The Grand Canyon and Colorado River from Plateau Point,Arizona, USA

 グランドキャニオンは,コロラド川が刻んだ長さ500 km,幅6〜30 kmの大峡谷である.コロラド台地は,グランドキャニオンのノースリム付近に頂部(海抜約2400 m)をもつ緩やかなドーム状構造となっている.このためグランドキャニオンは,ノースリムの南側で,比高1600 mと最も深く削り込まれている.写真は,サウスリムからグランドキャニオンの南壁を3分の2下ったプラトーポイント(海抜1152 m)からの眺めで,直下400 mにはコロラド川が,右下にはノースリムとサウスリムを結ぶ最もポピュラーな遊歩道ブライトエンジェル・トレイルが見える.

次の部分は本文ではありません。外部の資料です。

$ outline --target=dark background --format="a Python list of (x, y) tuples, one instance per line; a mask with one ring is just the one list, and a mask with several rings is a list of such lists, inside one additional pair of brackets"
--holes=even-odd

 最上部の明るい地層はペルム紀(2.6億年前)のカイバブ石灰岩,眼下の赤黒色の地層は17億年前(無数の岩脈に貫かれている)のヴィシュニュ結晶片岩で,地球の歴史の3分の1に相当する15億年間を一望していることになる.整然と積み重なっているように見えるグランドキャニオンの地層にも,多数の不整合がある.特に有名なものは,原生代と古生代の堆積岩を境する大不整合(Great Unconformity:中央のスロープ直上)と,原生代の堆積岩と変成岩を境する大傾斜不整合(Greatest Angular Unconformity:ヴィニュシュー結晶片岩の直上)である.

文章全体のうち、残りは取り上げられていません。